Topical anesthesia, 2% lignocaine hydrochloride gel (LOX-2%, Neon Laboratories, Mumbai, India), was applied using a small cotton pellet on to the mucosa. The patients were administered with 2% lignocaine in 1:80,000 dilution ratio of adrenaline (LIGNOX-2%A, Indoco Remedies, Mumbai, India), given as inferior alveolar nerve block, lingual nerve block, and long buccal nerve block for mandibular molars and buccal and palatal infiltration for maxillary molars. Using rubber dam application isolation, access was gained to canal orifices using #4 round bur and non-end cutting bur in high-speed handpiece. Using #10 size and #15 size K-file patency to canals was obtained. Pulp extirpation was done by using #15 H-files. Working length was estimated using radiographic method as described by Ingle. Normal saline 0.9% (Infutec NS, Infutec Healthcare Ltd., Indore, India) was used in-between filing in order to irrigate the root canals. EDTA (Prime Dental RC Help EDTA Gel, Thane, India) was coated onto the files before placing in the canal. The root canals were enlarged using #35 K-file till working length. A 3% dilute sodium hypochlorite (Prime Dental Products Pvt. Ltd., Thane, India) was used for irrigation and normal saline alternatively. The canals were completely dried using paper points and were obturated as follows:

Group A: Modified disposable injection technique (Fig. 2) was used as described by Nagarathna et al. in 2018.12 Rubber stopper was kept at 1 mm less than predetermined working length to the syringe loaded with curcumin and calcium hydroxide paste. The tip was placed inside the canals till the resistance was present. The material was pushed into the canals and simultaneously the tip was withdrawn from the canals. At the end, moist cotton pellet was used to push the material further into the canals.

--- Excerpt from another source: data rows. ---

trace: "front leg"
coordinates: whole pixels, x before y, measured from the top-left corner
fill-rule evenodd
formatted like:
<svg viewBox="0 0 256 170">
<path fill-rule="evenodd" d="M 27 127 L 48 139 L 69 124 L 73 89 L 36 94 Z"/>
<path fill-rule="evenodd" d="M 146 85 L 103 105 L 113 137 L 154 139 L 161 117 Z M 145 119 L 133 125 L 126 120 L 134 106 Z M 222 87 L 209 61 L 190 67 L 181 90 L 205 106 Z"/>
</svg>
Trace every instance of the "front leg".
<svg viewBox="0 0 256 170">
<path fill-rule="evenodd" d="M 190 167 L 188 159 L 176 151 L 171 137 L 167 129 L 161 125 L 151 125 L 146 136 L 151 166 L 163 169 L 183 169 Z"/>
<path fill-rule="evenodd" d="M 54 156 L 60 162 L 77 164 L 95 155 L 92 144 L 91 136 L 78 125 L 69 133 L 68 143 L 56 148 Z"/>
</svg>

Fig. 2: Modified disposable injection technique

Group B: Similar technique was employed with curcumin-loaded syringe.

Group C: Apexcal (Ivoclar Vivadent) was used to obturate the root canals. The paste was dispensed as instructed by the manufacturer. The tip was placed in the canals till there was resistance and the material was pushed into the canals.

Group D: Metapex (Meta Biomed) was used to obturate the root canals as per manufacturer’s instructions. All the canals were filled independently after which moist cotton pellet was used to push the material further into the canals.

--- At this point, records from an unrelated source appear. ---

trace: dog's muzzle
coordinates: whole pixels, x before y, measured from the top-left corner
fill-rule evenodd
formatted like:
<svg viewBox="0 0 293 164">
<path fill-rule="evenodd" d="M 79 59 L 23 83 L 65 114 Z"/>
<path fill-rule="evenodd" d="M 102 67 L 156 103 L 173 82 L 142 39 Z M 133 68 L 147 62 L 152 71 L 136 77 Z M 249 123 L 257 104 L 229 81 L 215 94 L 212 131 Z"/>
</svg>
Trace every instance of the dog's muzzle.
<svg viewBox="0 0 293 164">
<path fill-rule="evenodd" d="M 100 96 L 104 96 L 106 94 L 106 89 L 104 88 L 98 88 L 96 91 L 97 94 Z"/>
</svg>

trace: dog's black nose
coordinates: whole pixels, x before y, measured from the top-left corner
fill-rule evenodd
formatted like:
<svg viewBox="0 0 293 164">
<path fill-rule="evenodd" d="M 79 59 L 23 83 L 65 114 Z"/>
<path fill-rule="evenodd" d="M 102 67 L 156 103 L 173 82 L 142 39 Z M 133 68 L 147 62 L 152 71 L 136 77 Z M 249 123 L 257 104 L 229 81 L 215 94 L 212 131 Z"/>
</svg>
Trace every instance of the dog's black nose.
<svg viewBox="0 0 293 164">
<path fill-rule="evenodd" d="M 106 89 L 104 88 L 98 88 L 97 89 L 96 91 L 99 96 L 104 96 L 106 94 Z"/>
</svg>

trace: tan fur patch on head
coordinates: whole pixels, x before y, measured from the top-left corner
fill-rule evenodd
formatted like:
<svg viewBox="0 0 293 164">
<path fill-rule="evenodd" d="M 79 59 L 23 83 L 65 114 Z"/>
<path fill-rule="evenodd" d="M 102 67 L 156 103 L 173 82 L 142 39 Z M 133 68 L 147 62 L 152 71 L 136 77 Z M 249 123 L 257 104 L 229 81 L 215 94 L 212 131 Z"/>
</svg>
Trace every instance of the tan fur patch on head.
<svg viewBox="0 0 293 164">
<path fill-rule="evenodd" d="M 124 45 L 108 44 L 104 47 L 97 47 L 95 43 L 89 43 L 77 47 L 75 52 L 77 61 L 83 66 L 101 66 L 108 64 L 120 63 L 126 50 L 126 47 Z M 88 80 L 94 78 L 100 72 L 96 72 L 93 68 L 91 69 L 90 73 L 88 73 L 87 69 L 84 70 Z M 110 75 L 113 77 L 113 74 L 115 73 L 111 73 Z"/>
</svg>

Radiographs were taken to confirm the optimal fill of the obturation. All the samples were restored with Type II Glass ionomer restorative material (GC Gold Label 2 Glass Ionomer, GC Manufacturers, GC Corporation, Tokyo, Japan). If asymptomatic, the teeth were restored with stainless steel crown at 10 days. The patients were recalled at time intervals of 1 month, 3 months, and 6 months for review. The teeth were evaluated for clinical and radiographic success by an examiner who was not involved in the study using the following criteria as mentioned Subramanium P et al.10

Criteria for Clinical Success

  • Teeth should present with no gingival swelling.

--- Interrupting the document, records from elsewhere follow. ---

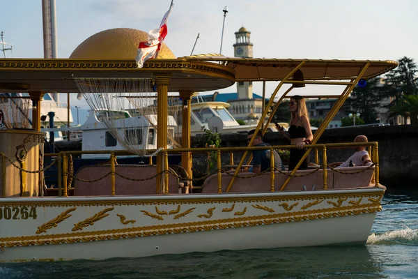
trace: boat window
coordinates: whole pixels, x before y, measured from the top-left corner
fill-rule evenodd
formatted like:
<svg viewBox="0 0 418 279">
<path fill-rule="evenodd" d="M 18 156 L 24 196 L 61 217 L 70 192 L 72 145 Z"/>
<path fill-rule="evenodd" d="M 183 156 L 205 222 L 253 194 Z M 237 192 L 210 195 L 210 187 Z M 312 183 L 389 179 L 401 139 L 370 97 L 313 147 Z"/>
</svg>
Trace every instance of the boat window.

  • No sinus opening in the oral mucosa or purulent exudates oozing from the gingival margin.

  • No abnormal mobility.

  • Absence of pain on percussion/tenderness.

Criteria for Radiographic Success

  • No evidence of extensive pathologic root resorption/internal root resorption

  • Reduction or no change in preoperative pathologic inter-radicular and/or periapical radiolucency

  • No evidence of development of new postoperative pathologic radiolucency involving the succedaneous tooth germ

Based on the above-mentioned criteria, the success or failure of each tooth was recorded. The presence of any clinical sign was considered as clinical failure and presence of any radiographic sign was considered as radiographic failure (Flowchart 2).

Flowchart 2: Consort flow diagram


The data was analyzed with IBM SPSS statistics software 23.0 Version. To describe about the data, descriptive statistics such as frequency analysis and percentage analysis were used. Chi-square test was used to find the significance in categorical data. The probability value ≤0.05 was considered as significant.

At 10 days recall, three samples from group B did not report and were excluded from the study. Another three samples from the same group had dentoalveolar abscess and were considered as failure. The success rate of group B was 76.9% at the end of 10 days. Group A, C, and D had showed 100% success rate. This finding was statistically highly significant ( p = 0.009).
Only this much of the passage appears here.